Le programme dispose de trois équipes de partenariat régionales à l'échelle du pays (Nord, Ouest et Est) qui sont chargées de diriger l'approche pangouvernementale en matière de consultation et d'accommodement dans leurs régions respectives. Les fonctionnaires fédéraux qui les connaissaient ont généralement fait l'éloge de ces réseaux, mais peu d'éléments de preuve concrets ont été partagés pour permettre d'évaluer objectivement leur contribution au renforcement de la capacité de consultation fédérale.

Enfin, certains fonctionnaires fédéraux ont exprimé leur inquiétude quant au roulement du personnel du programme, qui a été perçu comme une menace pour le respect des échéanciers des consultations et la rétention des connaissances ministérielles. Le maintien des effectifs est un défi pour l'ensemble du gouvernement. L'ajout récent du guichet unique et du centre de connaissances pourrait atténuer son incidence sur les échéanciers des consultations et les connaissances ministérielles.

4.4 Analyse comparative entre les sexes plus

Constatation 6 : Il est possible de mieux intégrer l'analyse comparative entre les sexes plus au sein de la planification, des opérations et de la gouvernance du programme sans accroître la charge de travail que représente la production de rapports pour les organisations et les communautés autochtones.

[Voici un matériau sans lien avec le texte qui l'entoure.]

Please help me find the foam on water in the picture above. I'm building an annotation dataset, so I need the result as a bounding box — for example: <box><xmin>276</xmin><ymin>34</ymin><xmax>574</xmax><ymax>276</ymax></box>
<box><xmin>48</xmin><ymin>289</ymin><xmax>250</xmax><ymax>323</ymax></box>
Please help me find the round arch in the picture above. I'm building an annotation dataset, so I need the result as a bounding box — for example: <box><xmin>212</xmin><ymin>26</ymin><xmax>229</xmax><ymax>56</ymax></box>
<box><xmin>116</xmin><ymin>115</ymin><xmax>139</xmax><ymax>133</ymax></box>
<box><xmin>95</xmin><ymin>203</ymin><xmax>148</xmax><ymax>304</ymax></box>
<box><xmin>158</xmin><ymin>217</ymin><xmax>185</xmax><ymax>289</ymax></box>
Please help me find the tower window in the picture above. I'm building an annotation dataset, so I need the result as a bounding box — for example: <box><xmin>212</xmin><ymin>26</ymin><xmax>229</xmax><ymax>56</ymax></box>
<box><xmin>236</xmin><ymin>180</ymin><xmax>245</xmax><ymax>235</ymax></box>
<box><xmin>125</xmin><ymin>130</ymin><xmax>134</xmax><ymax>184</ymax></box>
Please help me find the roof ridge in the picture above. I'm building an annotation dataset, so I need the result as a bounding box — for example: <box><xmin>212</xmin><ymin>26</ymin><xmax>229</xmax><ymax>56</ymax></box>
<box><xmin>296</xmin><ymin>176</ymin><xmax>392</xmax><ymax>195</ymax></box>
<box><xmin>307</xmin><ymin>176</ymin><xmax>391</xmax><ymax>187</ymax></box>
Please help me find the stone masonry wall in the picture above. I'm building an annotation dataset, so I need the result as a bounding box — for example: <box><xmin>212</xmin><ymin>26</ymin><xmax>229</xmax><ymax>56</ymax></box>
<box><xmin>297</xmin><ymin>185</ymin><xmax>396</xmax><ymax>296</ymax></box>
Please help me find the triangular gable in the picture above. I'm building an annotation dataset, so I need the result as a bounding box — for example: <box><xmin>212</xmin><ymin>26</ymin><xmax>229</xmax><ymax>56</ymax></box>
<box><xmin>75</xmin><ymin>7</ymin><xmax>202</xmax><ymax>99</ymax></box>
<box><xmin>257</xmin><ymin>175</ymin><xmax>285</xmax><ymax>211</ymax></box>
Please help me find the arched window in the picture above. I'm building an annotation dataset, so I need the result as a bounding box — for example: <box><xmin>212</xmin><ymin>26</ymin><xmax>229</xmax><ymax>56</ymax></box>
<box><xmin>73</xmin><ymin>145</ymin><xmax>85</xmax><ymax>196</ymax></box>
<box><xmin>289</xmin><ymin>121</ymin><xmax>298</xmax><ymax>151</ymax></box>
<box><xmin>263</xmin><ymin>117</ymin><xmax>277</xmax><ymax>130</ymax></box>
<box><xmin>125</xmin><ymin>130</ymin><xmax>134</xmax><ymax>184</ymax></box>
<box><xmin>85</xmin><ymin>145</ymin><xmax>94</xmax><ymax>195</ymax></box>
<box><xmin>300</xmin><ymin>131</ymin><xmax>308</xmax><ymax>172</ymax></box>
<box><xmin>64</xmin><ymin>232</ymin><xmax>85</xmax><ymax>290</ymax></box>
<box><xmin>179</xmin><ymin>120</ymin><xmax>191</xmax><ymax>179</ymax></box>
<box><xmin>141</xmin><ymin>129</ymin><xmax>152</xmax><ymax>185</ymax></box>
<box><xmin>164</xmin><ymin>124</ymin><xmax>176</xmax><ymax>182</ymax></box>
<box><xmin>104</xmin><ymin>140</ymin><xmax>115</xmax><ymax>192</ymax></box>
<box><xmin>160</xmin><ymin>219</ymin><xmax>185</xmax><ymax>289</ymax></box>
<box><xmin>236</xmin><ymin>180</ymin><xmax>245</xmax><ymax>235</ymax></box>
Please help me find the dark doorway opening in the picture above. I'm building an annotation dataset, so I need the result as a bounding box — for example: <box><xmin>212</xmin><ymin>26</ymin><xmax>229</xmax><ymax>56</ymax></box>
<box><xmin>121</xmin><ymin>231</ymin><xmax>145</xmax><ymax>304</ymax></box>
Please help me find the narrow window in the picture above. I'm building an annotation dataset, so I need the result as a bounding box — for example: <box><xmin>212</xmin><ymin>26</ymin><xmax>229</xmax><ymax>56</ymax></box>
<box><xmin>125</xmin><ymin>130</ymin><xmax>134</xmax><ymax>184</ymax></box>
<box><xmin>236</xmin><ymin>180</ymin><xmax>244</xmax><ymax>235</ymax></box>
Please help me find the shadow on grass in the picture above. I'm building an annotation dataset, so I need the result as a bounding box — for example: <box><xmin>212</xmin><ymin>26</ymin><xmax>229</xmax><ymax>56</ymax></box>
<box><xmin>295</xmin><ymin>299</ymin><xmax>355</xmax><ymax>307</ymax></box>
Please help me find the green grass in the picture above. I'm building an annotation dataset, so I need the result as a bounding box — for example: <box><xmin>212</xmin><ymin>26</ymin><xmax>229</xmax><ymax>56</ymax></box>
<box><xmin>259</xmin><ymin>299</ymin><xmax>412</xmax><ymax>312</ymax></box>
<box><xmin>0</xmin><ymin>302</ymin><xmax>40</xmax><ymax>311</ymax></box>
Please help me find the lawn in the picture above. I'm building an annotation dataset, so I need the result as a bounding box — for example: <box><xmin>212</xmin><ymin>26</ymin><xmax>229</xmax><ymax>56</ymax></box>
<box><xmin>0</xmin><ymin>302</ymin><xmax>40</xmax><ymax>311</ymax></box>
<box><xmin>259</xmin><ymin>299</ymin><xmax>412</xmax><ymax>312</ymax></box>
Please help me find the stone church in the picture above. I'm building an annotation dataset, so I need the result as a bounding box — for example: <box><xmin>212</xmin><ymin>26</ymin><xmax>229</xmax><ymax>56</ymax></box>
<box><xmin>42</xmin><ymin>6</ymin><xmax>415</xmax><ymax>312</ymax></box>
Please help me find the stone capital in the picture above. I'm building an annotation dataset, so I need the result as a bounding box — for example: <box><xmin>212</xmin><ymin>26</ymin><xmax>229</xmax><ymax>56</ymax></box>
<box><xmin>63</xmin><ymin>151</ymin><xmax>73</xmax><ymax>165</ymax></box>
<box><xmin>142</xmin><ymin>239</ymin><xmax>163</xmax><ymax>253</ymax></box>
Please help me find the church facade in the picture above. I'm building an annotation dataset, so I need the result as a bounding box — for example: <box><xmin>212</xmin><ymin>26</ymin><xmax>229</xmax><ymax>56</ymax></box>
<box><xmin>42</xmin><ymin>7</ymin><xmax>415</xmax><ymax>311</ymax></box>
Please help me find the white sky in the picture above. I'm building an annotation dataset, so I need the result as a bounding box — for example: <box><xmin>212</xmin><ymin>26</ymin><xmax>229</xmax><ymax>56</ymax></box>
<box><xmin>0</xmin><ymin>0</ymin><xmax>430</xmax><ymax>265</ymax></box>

Les Lignes directrices actualisées à l'intention des fonctionnaires fédéraux pour respecter l'obligation de consulter suggèrent que les objectifs stratégiques horizontaux tels que ceux liés à l'égalité hommes-femmes doivent être pris en compte lors de toute interaction entre le Canada et les peuples autochtones. L'évaluation n'a pas permis de constater une intégration substantielle de l'analyse comparative entre les sexes plus (ACS Plus) dans la planification, le fonctionnement et la gouvernance du programme. Par exemple, l'importance d'inclure les voix des Aînés et des jeunes Autochtones dans les processus de consultation n'est pas explicitement mentionnée dans la formation de base offerte par le programme. Il serait possible d'ajouter l'ACS Plus à la formation afin d'encourager les fonctionnaires fédéraux à demander l'avis des détenteurs de droits touchés de manière disproportionnée par le colonialisme et à chercher à comprendre les différentes perspectives, visions du monde et modes de connaissances.

Dans les documents stratégiques, le programme reconnaît que les structures de gouvernance coloniales ont un impact disproportionné sur la participation des femmes, des filles et des personnes de sexe différent aux processus de consultation. Selon le programme, il y a généralement un équilibre entre les sexes pour ce qui est des avantages des protocoles de consultation et des centres de ressource sur la consultation, car les protocoles et les centres visent les régions, les nations et les communautés dans leur ensemble. Le programme propose un plan visant à établir des exigences plus structurées en matière de rapports, qui comprendraient des questions permettant de rendre compte de la manière dont les divers membres des communautés sont mobilisés dans le cadre des processus de consultation.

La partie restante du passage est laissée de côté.